Ashworth (2003) examines the theories of human nature from evolutionary psychology to postmodern thinking, with a view to probing the orientation that the theories have to consciousness and provides details on Sartre’s understanding of the radical meaning of the intentionality of consciousness. Sartre’s view of the soul, or human reality, identifies and defines itself by the ends that it pursues, rather than by alleged causes in the past (Rose, 2003). Qizilbash (1998) argues that both Aristotle and Sartre characterize the human condition in terms of lack and insufficiency and that they both hold that people are responsible for their actions.
References
Ashworth, P. (2003). The representation of the openness of consciousness in some current theories of human nature. Journal of the Society for Existential Analysis, 141(1), 98-111.
Banach, D. (2006). The ethics of absolute freedom. Retrieved February 28, 2010 from http://www.anselm.edu/homepage/dbanach/sartrelecture.htm
Cline, A. (2006). Biographical history of existentialism. Retrieved, February 28, 2010 from http://atheism.about.com/od/existentialistphilosophers/a/kierkegaard.htm
Flynn, T. (1984). Sartre and Marxist Existentialism: The Test Case of Collective Responsibility. Chicago: The University of Chicago Press.

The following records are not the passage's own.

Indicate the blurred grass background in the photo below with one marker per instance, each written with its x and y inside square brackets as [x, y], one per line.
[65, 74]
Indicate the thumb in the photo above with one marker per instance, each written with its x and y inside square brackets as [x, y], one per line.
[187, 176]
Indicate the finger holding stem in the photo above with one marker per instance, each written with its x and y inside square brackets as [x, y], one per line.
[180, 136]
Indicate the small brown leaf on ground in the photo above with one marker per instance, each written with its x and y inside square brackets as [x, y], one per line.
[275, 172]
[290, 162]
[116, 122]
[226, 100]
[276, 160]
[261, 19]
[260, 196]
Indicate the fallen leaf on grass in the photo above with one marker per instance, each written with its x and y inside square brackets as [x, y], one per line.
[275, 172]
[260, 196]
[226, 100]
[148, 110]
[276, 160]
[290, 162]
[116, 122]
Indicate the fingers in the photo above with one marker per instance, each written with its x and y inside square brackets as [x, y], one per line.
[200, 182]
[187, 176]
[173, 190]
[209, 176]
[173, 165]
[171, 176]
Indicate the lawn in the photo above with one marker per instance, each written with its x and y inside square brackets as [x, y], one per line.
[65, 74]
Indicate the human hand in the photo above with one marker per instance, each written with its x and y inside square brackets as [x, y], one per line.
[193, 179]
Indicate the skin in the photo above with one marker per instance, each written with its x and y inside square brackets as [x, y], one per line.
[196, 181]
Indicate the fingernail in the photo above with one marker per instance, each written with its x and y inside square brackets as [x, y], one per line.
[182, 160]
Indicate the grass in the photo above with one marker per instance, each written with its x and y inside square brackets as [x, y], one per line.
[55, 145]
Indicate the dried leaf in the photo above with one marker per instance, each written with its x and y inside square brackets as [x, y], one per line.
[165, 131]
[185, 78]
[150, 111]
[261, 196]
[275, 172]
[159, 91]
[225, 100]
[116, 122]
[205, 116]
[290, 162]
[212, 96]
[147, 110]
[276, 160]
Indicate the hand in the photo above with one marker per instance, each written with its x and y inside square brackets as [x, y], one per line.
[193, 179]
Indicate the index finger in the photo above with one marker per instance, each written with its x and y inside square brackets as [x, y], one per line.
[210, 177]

Howie, K. (2006). Existentialism philosophy. Retrieved February 28, 2010 from http://www.spaceandmotion.com/Philosophy-Existentialism.htm
Jack, D. (2001). Nice one, jean paul! The Lancet, 358(9293), 1656.
Qizilbash, M. (1998). Aristotle and Sartre on the human condition. Journal of the Theoretical Humanities, 31(1), 29-37.
Rose, D. (2003). Sartre and the problem of universal human nature revisited. Sartre Studies International, 9(1), 1-19.
Sartre, J. (2000). Existentialism and Human Emotions. New York: C Trade Paper Reissue Edition.